Frequently Asked Questions

  • Given that Sahil Lavingia and Nadav Abrahami advocate for replacing PRDs with rapid AI prototypes using tools like v0 and Dazzle, how should PMs reconcile this 'ship first' velocity with Rachel Wolan and Xiankun Wu's strict requirement for 'MVO (Minimal Viable Output) before MVP,' which demands perfecting RAG and context engineering before any UI is built?
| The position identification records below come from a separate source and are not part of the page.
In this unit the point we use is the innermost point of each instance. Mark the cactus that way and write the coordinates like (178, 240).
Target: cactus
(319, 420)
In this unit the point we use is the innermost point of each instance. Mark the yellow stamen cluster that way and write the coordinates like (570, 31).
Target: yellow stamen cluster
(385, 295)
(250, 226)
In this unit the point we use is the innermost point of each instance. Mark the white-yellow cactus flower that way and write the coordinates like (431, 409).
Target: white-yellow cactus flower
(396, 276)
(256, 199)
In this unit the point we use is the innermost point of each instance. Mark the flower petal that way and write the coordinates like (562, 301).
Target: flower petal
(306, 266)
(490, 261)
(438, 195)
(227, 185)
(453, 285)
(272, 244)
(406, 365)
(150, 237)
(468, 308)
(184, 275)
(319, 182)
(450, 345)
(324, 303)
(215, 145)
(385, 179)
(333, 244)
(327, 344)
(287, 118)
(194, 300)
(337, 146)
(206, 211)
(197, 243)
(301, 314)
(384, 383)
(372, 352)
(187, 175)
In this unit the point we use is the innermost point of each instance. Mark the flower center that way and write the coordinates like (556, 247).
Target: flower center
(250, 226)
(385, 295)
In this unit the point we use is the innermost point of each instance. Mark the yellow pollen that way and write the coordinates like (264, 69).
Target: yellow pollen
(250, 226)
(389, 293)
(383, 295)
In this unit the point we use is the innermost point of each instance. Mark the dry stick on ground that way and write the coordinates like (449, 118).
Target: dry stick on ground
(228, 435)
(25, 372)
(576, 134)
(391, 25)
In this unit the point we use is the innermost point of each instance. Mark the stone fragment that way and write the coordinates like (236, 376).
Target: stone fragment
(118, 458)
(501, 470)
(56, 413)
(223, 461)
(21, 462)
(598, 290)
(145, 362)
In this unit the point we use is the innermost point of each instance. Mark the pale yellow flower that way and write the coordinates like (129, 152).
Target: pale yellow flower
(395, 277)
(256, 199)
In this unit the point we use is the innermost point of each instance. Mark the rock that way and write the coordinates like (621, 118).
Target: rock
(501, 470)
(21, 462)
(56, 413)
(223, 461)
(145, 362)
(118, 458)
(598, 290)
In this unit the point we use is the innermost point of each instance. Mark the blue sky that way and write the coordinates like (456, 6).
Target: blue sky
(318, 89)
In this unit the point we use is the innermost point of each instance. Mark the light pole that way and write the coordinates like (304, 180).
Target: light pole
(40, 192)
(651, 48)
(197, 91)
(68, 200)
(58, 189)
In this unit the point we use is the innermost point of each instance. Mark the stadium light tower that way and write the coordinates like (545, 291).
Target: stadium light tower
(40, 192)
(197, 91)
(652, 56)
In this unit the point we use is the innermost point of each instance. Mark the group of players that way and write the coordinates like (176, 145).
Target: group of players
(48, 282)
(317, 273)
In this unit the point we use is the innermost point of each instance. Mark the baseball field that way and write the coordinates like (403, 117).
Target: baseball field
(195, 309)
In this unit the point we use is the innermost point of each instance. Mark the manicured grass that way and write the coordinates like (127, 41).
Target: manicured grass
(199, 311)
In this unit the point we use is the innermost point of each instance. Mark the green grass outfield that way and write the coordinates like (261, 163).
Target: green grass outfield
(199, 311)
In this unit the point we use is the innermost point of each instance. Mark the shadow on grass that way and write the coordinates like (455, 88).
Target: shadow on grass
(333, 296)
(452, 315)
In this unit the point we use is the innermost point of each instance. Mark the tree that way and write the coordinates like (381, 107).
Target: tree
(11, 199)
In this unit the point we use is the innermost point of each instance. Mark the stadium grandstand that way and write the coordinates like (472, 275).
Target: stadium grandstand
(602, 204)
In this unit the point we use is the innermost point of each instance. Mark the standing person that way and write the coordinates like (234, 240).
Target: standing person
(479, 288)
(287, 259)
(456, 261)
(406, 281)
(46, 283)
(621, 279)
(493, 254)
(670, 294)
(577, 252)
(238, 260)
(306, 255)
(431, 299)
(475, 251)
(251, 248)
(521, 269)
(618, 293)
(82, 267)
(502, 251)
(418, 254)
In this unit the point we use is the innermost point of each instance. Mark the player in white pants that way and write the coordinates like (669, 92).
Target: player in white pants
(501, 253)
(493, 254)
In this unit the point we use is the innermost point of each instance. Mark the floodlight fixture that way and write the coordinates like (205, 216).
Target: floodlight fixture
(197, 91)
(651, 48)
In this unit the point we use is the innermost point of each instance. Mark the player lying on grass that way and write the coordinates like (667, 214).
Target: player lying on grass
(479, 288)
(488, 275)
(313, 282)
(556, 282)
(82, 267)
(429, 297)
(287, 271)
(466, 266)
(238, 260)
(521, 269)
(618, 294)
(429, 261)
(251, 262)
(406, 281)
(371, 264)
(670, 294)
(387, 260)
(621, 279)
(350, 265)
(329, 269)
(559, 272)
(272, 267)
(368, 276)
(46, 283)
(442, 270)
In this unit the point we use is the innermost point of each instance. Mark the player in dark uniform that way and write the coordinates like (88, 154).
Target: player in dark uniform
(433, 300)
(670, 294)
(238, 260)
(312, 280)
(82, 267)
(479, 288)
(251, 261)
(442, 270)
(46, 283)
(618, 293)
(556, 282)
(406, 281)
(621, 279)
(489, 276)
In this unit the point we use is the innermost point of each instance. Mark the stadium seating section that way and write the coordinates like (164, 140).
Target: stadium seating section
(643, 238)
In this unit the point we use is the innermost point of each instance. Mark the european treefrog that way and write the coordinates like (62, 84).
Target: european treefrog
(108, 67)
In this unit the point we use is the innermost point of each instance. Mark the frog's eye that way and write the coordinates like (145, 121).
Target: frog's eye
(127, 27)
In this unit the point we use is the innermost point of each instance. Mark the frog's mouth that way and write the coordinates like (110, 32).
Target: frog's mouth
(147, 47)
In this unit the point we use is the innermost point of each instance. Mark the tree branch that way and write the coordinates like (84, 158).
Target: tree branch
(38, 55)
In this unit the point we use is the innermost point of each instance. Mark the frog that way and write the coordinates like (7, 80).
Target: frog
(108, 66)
  • Ankur Goyal and Hamel Husain argue that 'evals are the new PRD' and require rigorous 'axial coding' and binary scoring of traces, but PMs are increasingly relying on 'vibe coding' and functional prototypes to bypass traditional documentation. In light of this, how can teams enforce strict evaluation rubrics without bottlenecking the rapid iteration cycles enabled by tools like Cursor and Replit?
  • Carl Vellotti and Hannah Stulberg recommend building a comprehensive 'Team OS' using CLAUDE.md files and multiple MCP servers to give agents deep organizational knowledge. However, Frank Lee and Todd Olson warn that too much context causes 'context bloat' and degrades LLM performance. How should PMs architect their 'context engineering' to provide sufficient background without crippling the model's reasoning capabilities?
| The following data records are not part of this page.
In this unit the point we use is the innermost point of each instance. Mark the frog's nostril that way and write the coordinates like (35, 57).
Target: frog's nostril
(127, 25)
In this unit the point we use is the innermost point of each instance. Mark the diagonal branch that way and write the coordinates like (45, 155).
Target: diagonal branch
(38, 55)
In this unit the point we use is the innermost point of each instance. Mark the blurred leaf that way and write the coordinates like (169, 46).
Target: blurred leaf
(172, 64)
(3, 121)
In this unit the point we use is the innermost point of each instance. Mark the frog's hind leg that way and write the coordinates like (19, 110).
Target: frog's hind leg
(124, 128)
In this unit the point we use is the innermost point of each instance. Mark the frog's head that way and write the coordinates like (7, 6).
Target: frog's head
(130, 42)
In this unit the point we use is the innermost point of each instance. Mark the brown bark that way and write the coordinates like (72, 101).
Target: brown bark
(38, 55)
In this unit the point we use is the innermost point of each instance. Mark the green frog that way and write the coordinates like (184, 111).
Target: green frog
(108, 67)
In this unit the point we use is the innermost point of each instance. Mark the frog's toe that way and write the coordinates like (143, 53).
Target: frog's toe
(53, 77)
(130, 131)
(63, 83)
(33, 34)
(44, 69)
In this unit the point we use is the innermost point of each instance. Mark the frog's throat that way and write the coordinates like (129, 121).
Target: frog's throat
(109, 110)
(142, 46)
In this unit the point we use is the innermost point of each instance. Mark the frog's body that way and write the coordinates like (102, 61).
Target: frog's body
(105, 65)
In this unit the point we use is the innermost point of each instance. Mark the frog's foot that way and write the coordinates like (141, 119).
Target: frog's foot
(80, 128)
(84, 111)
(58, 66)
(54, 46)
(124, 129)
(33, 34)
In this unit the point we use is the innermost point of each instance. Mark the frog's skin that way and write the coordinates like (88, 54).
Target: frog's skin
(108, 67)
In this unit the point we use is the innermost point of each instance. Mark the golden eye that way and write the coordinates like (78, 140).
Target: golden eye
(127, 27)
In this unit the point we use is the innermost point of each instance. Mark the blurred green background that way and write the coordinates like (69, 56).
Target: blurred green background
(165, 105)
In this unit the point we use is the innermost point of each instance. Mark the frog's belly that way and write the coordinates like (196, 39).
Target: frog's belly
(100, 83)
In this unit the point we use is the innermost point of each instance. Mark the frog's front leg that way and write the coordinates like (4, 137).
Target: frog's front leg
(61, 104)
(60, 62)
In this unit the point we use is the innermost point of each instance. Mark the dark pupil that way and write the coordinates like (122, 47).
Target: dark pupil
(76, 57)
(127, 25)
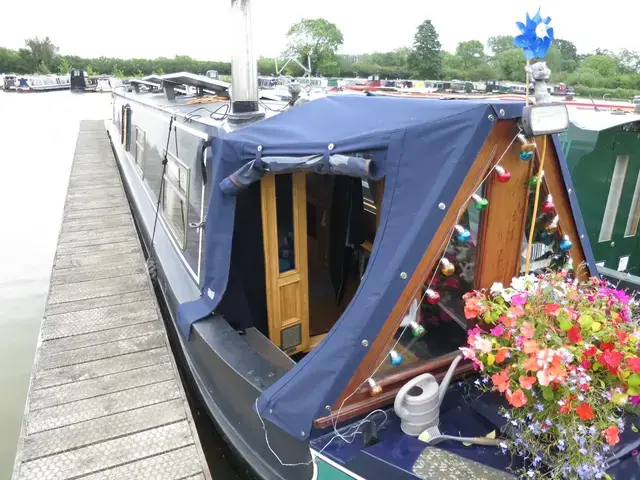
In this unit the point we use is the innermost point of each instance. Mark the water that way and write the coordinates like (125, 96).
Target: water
(38, 134)
(37, 139)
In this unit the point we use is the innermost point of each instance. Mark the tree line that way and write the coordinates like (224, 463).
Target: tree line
(596, 73)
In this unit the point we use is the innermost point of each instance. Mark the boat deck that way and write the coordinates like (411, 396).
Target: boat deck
(105, 398)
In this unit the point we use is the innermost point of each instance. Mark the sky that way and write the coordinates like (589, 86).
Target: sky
(200, 28)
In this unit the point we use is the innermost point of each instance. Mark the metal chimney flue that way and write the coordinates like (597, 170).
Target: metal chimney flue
(244, 68)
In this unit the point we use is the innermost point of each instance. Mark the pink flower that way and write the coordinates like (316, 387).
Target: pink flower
(519, 299)
(497, 331)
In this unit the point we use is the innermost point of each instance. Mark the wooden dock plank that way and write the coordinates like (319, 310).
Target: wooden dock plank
(105, 399)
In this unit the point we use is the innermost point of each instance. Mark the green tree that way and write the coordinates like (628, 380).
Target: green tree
(425, 60)
(629, 61)
(510, 65)
(605, 65)
(471, 54)
(39, 53)
(500, 43)
(569, 55)
(316, 38)
(64, 67)
(553, 59)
  • Jack Hirsch from Okta identifies AI agents as the biggest enterprise security blindspot, advocating for a 'T-Shaped Identity Strategy' and continuous session monitoring. As PMs build autonomous, multi-agent workflows using tools like n8n or Gigawatt, how can they implement these strict cross-app access standards without introducing friction that defeats the purpose of agentic automation?
  • Kyle Poyar notes that AI features can destroy gross margins—dropping them from 80% to 15%—and recommends hybrid pricing models, yet he also stresses that features fail if they don't drive retention through 'hill climbing' quality improvements. How should PMs balance the need to subsidize expensive model calls to achieve 'deep delight' (as described by Nesrine Changuel) with the commercial reality of maintaining profitable unit economics?
  • Harish Mukhami demonstrates using O3 Mini for planning and Claude Sonnet for coding, while recent updates highlight Kimi K2's superiority in 'interleaved reasoning' and DeepSeek V3.2's 70% cost reduction. Given this fragmentation, how should PMs design their 'Agent Architecture' to dynamically route tasks to the most efficient model rather than defaulting to a single frontier model like Gemini 3?
  • Rachel Wolan champions the 'IC CPO' model where product leaders use Claude Code and Snowflake MCPs to self-serve analytics, while Dan Olsen warns against the 'Jira Jockey' trap where PMs get bogged down in execution. How can PMs leverage these advanced agentic workflows to increase their technical leverage without accidentally transforming their role into full-time agent orchestration and technical debugging?
  • Elizabeth Laraki emphasizes that AI introduces non-deterministic risks (like the Google image expander disaster) requiring visible AI safeguards, whereas Anthony Pierri argues for strict, 'first-order benefit' positioning that promises immediate, tangible outcomes. How can PMs market the specific, guaranteed benefits of their product while designing UX flows that must inherently accommodate unpredictable, probabilistic AI outputs?